Praktik semacam ini harus ditinjau dari sudut pandang hukum positif Indonesia.
Dalam sistem hukum Indonesia, penagihan utang harus tunduk pada asas-asas hukum perdata, yakni kesepakatan para pihak dan penyelesaian melalui jalur hukum.
Berdasarkan Pasal 1320 KUH Perdata , perjanjian yang sah adalah landasan utama hubungan utang-piutang.
Namun ketika terjadi wanprestasi, penyelesaiannya harus melalui mekanisme gugatan perdata ke pengadilan, bukan melalui intimidasi atau kekerasan oleh pihak ketiga.

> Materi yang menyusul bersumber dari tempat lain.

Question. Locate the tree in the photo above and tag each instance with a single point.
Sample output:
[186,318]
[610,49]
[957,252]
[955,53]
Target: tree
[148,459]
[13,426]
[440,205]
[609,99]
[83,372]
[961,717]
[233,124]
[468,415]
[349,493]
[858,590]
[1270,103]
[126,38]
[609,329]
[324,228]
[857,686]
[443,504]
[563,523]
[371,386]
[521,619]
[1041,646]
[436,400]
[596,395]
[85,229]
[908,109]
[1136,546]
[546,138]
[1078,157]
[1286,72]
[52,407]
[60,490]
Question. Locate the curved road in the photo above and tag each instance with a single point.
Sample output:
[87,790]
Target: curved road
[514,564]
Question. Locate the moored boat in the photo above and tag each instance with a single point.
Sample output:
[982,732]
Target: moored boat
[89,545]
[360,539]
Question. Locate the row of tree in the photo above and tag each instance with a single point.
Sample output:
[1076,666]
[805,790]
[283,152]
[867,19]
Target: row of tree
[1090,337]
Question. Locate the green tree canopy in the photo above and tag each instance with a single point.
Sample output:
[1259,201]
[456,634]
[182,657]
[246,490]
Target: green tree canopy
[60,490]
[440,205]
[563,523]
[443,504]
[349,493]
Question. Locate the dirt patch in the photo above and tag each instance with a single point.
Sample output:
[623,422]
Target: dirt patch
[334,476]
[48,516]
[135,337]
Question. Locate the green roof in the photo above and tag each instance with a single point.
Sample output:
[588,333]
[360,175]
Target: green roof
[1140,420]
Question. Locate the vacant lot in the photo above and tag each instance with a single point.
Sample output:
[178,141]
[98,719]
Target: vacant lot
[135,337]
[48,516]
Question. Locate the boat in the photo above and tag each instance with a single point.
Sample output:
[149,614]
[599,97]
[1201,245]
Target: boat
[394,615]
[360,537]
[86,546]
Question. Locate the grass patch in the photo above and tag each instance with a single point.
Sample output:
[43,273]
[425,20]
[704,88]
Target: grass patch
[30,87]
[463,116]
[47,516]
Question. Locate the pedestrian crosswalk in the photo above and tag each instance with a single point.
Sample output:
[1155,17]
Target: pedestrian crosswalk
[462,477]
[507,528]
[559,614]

Debt collector bukanlah aparat penegak hukum dan tidak mempunyai kewenangan untuk melakukan eksekusi objek jaminan secara paksa.
Berdasarkan Keputusan Mahkamah Konstitusi No. 18/PUU-XVII/2019, eksekusi atas objek jaminan fidusia (seperti kendaraan) hanya dapat dilakukan jika ada kesepakatan sukarela dari debitur atau melalui keputusan pengadilan.
Penarikan secara sepihak dan paksaan tanpa prosedur hukum merupakan pelanggaran dan dapat dijerat pidana.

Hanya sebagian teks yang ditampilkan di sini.